Marsh says a lack of technically proficient young batsmen is Australia’s glaring weakness.

“I don’t think our batting is as good as it should be for a nation of our strength,” Marsh told reporters in Adelaide on Friday.

“Technically, I don’t think it’s good enough.”

Marsh has replaced John Inverarity as chairman on a new-look national selection panel, with coach Darren Lehmann joined by former selector Trevor Hohns and newcomer Mark Waugh.

Andy Bichel and Inverarity, who offered to continue, have been replaced.

Marsh is bullish about Australia’s future, citing a group of promising fast bowlers and spinners, and a batch of classy wicketkeepers – but the batting worries him.

To solve the problem, Marsh will order all coaches around the country to go back to basics.

“There has been a period of time where technique hasn’t been taught as well as it could have been,” he said.

“We have got to get back to the basics. All all of our coaching throughout the whole of Australia has got to get right back to the simple basics of the game.

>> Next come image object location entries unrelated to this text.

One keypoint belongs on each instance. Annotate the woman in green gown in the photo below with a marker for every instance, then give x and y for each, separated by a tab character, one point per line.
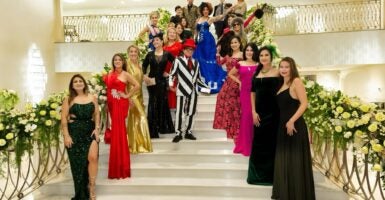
80	127
137	126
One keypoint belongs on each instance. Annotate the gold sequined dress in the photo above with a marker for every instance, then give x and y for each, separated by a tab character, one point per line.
137	126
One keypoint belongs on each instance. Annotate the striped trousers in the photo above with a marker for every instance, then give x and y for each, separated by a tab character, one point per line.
185	109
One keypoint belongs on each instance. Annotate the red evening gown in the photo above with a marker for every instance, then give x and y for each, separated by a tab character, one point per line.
119	162
175	49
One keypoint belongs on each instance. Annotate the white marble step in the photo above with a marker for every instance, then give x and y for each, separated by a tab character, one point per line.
184	187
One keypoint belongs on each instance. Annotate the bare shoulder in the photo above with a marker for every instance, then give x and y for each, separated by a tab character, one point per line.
297	81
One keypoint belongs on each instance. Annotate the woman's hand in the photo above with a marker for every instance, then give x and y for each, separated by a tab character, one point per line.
256	119
96	134
68	141
290	128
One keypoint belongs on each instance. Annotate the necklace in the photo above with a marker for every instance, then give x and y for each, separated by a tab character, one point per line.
265	71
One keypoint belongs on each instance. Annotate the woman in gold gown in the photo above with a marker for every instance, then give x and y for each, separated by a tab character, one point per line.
137	127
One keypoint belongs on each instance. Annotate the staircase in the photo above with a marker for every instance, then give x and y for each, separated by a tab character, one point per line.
205	169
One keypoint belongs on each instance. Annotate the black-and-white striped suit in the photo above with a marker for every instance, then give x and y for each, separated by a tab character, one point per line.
186	92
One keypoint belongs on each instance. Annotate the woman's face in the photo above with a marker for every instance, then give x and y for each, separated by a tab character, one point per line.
205	12
234	44
78	84
118	62
154	20
171	34
133	54
284	69
237	27
265	57
183	22
249	52
179	29
157	42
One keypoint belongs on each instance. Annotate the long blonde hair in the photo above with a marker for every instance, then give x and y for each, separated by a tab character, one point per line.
166	40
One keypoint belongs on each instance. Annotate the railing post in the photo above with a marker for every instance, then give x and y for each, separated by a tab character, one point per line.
58	23
382	11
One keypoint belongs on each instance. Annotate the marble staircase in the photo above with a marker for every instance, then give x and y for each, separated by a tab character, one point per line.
201	170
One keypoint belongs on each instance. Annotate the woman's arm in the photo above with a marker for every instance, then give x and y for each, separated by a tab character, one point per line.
64	123
131	80
232	74
300	92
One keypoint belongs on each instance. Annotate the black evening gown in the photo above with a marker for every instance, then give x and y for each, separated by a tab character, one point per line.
293	173
158	113
261	163
80	130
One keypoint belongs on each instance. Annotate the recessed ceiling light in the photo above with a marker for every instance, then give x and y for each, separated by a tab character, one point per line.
73	1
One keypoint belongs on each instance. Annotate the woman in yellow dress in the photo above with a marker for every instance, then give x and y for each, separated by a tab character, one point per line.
137	127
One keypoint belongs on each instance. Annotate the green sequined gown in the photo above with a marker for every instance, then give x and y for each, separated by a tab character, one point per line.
80	130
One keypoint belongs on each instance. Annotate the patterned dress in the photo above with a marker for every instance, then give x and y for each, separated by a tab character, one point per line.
227	110
80	130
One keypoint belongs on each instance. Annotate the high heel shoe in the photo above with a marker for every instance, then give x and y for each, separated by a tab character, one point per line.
92	188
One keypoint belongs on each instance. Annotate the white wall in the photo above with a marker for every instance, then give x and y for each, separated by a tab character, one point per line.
24	22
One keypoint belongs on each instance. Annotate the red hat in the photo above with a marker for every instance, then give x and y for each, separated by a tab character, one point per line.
189	43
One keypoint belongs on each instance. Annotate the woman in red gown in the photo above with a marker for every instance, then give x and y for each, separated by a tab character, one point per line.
118	104
172	45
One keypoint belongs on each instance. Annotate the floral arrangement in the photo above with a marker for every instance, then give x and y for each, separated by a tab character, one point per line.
8	99
142	43
347	120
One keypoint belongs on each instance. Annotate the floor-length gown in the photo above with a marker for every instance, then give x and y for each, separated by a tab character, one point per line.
80	130
137	126
205	52
158	113
245	136
175	49
293	173
261	162
227	108
119	161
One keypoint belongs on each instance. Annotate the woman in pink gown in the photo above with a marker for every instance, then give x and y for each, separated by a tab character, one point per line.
246	70
118	104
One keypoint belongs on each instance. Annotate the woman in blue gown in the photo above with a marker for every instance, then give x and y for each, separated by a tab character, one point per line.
205	52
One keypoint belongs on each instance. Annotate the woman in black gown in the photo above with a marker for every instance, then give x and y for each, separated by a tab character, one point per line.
293	173
158	114
266	82
80	126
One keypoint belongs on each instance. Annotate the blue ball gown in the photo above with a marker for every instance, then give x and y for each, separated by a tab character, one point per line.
205	52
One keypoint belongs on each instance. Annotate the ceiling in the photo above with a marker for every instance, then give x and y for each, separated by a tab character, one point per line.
143	6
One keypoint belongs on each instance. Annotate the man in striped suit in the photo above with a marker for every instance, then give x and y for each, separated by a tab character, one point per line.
186	70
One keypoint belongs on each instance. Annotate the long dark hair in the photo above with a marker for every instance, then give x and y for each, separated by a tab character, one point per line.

“It’s the only way forward, as far as I’m concerned, because if you ever have a problem with your game, the answer will always lie in the basics – always.”

Marsh, who admitted he was an accidental selector as he never coveted the job, hinted Alex Doolan would get a lengthy run at the troublesome No.3 batting slot in the Test team, with Shane Watson to remain at six.

“If you’re looking forward, you’re looking at young batsmen – that is what we need,” he said.

“We were desperately looking for young spinners and we seem to have got a few of them working very well at the moment.

“We have got young fast bowlers and plenty of ‘keepers. All six (state) ‘keepers are all worthy Test match ‘keepers in my opinion.

“But we want young batsmen.”

But Marsh said that edict didn’t spell the end for 36-year-old opener Chris Rogers.

“I don’t think you can read too much into a bloke’s age these days because the game has just changed so dramatically from 20 or 30 years ago,” he said.

“It has just become a profession … a 35-year-old today is not like a 35-year-old of 20 years ago.”

Meanwhile, Cricket Australia has anointed former Rio Tinto managing director David Peever as its next chairman, to replace incumbent Wally Edwards in October next year.